Rugby is a big-time contact sport, but there are fewer injuries than most people expect, says Lake Highlands resident John Little, the chairman of the club.

The 20-year-old club is comprised of 50 members, and they play home games at Lake Highlands Park.

Team members are professionals who spend their weekdays working, but many of their Saturdays are allotted to rugby.

Many Lake Highlands residents are on the team’s roster, and the ages of members vary greatly, says Little, who is an attorney.

“Our oldest rookie to date was 38 – he’s still playing and he’s 50,” Little says.

Little didn’t start playing rugby until he was in law school.

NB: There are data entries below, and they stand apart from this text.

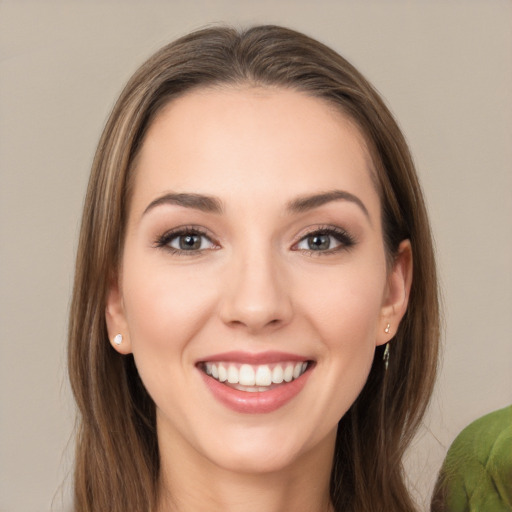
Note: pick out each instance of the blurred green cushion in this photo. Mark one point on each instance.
(477, 473)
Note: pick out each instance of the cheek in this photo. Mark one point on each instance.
(345, 305)
(164, 309)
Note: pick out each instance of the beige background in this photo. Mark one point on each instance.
(444, 67)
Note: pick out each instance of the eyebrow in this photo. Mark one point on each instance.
(305, 203)
(211, 204)
(196, 201)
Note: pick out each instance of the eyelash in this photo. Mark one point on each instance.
(163, 241)
(345, 240)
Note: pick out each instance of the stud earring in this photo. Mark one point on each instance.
(385, 357)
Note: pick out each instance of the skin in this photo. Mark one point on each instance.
(254, 285)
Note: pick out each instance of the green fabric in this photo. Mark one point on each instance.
(477, 472)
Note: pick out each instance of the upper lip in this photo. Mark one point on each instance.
(254, 358)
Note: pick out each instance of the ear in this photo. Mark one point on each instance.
(396, 296)
(116, 319)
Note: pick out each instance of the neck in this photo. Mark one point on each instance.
(190, 483)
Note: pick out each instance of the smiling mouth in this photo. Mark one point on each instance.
(255, 378)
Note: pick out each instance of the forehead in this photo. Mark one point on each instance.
(241, 141)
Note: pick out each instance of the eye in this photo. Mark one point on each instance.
(186, 240)
(325, 240)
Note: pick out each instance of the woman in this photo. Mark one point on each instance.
(248, 329)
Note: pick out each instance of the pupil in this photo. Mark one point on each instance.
(317, 242)
(188, 242)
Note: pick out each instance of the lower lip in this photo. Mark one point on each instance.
(255, 402)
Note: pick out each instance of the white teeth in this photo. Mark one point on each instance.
(223, 374)
(257, 377)
(232, 375)
(288, 373)
(246, 375)
(263, 376)
(277, 375)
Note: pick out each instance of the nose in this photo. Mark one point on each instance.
(257, 294)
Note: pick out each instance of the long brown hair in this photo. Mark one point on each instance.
(117, 459)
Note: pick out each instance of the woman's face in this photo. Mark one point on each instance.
(253, 287)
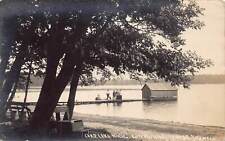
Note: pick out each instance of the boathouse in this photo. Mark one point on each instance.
(158, 90)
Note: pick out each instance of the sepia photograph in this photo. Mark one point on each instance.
(112, 70)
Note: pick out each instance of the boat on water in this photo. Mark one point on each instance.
(116, 96)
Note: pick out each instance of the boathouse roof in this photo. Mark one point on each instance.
(160, 87)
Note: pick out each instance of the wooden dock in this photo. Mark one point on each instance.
(102, 101)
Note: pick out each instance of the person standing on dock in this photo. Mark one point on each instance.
(107, 95)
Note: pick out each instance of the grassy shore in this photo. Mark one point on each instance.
(151, 130)
(120, 129)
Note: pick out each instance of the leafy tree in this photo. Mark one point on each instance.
(126, 35)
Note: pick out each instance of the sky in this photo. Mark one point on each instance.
(209, 42)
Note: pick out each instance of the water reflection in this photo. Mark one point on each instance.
(202, 104)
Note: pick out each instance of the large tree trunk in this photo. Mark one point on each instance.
(3, 66)
(72, 93)
(49, 97)
(8, 84)
(50, 78)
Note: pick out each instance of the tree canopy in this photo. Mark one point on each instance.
(125, 35)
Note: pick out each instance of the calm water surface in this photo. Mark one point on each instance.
(201, 104)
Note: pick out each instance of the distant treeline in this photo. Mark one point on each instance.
(201, 79)
(198, 79)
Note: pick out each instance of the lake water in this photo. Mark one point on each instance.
(201, 104)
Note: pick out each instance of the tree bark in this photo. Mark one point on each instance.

“I knew rugby players in college, and I thought it was a silly game,” Little says.

But his sentiments changed as he found he missed the intense competition he had in high school and college sports. He found the spirit when he started playing rugby.

“It really burns the competitive fire in you,” Sawyer says. “It just gets in your blood.”

“It’s a great sport for fitness. If you can play reasonably at any level, you’re in good shape,” Little says.

The club competes with teams from throughout Texas and Louisiana and often travels for games.

By September, the team is booked for a game every Saturday through April.

The team continues to play sporadically throughout the summer to keep in shape.

Little loves the club not only for the rugby, but for the social aspects.

“It’s a fairly worldwide fraternity that is somewhat unknown in this country,” Little says. “You can walk into almost any English-speaking country and find a rugby club.”

Rugby was originally invented in England as an off-shoot of soccer and was the predecessor of American football.

Knowledge of the game isn’t required to become a team member.

“There’s no requirement you even know what the ball looks like –we can teach you that,” Little says.